Fitbit Coach is the last thing in the world that I would have expected to miss 😢

Fitbit Coach saying goodbye

Like all good personal trainers, my relationship with the at-home exercise app has been very much love-hate. I started using it in May 2017, beginning with a Fitness Test and then continuing with 20-30 minute routines that combined bodyweight strength training and cardio exercises. The app invites feedback on each individual exercise (brutal 😓 / just right 🙂 / too easy 😉) and a score out of 5 for the routine as a whole. This data is used to customise the exercise programme and give progression so the challenge (and hopefully your fitness) increases.

There are short videos of each exercise, a timer/rep counter and inoffensive electronic music. Your chosen trainer (Adrian in my case) introduces each exercise and gives you a motivational comment at the end ("I'm loving your progress" or "I'm so impressed I want to get down and work out with you!") 

Fitbit Coach trainesMat will be able to attest to the fact that Adrian has received a great deal of flack from me during my 4 years of training. There has been a lot of fussing and moaning. At the start, it felt like there was a huge range within the same routine from extremely easy to totally impossible. Sometimes the combination of exercises felt clunky and ill-thought-out, such as three varieties of pushups in a row.

Undoubtedly this was largely related to my fitness; as I've grown accustomed to the exercises and increased my fitness they have become easier (although certainly not "too easy"). However, I suspect the algorithm has also been refined over time. It's not perfect but overall it feels more balanced these days. I'm not sure how much my feedback has been a factor in the workouts that are generated; I've been telling Adrian that alternating one-legged pushups are brutal since day one but I keep being made to do them. 

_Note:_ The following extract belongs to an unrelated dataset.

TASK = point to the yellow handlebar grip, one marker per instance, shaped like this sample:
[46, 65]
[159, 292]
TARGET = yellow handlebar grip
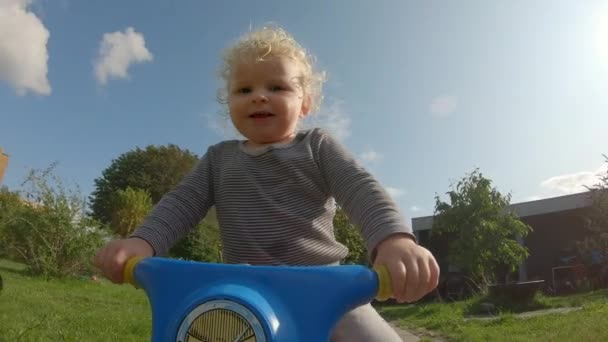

All this is to say that Fitbit Coach has become a key part of my weekly routine (particularly during the Covid19 confinement) and through it, along with other forms of exercise, I've made slow and steady progress with my fitness. So I was very disappointed when Fitbit announced that it was being shut down at the end of July 2021. I know it's not real but I'll still miss Adrian telling me "If I could pick an MVP, that MVP would be you".

As a Fitbit Coach subscriber, I've been given a free Fitbit Premium subscription for one year. Neither of these apps requires you to own a Fitbit (the wearable device that measures your heart rate, sleep and exercise levels). With Fitbit Premium you get a huge range of video workouts, meditations and nutrition advice but it's not personalised like Coach, and as is usually the way with bundles there's a lot I'm not interested in. Plus $79.99 a year is quite a jump from the $35 I have been paying.

More than the price hike and feeling corralled into using a product I don't want, there's a sense of loss and sadness. Coach is so familiar and such a part of my routine, and that's without any social or community aspect. Apps like Strava are ostensibly for tracking activities such as running, hiking and cycling but in reality, they are social networks. You can connect with friends, add photos, tag other people in your activities, like and comment on activities and compete with others for titles and trophies. 

Strava is a mainstream platform with 76 million users, but the number of subscribers doesn't determine the level of connection. Back in March 2019, I wrote about the demise of Google+, an attempt by Google to emulate Facebook which never took off. However, it did have dedicated users and, perhaps because there were fewer of them and therefore a closer sense of community, I'm sure there were many who lamented its closing.

Online groups can spring up in all sorts of unexpected places. Mat's grandfather was an active participant in a messaging board that sprang up from a Geneology website. The board was primarily to discuss family-tree related topics but a small group of regular users ended up meeting and chatting on a daily basis. It was a safe and friendly backwater of the internet where people from all over the world, in some cases with limited ability to leave the house, could connect with other humans.

This "end of the world" in a virtual environment is not new. The Sims Online was an online world created as a spin-off of the life-simulation video game The Sims, one of the most popular computer games ever made (nearly 200 million copies sold worldwide). An online multiplayer version was released in December 2002 but did not share the same success. After an attempt at re-branding, owners EA Games decided to pull the plug on the virtual world in 2008. Podcast 99% Invisible covered the virtual apocalypse which generated a huge outpouring of grief amongst its select but extremely close-knit followers. It may not have been IRL but the relationships formed and emotions felt were genuine.

It's easy to dismiss virtual worlds as being less meaningful than communities based on face-to-face relationships, but the truth is they are as "real world" as anything that doesn't involve a computer screen. Yes, there are all sorts of problems related to social media that need to be addressed such as data harvesting, abusive behaviour and misinformation amongst many others, but they form an integral part of most of our lives. It's often not until they're gone that we realise how much they mean to us.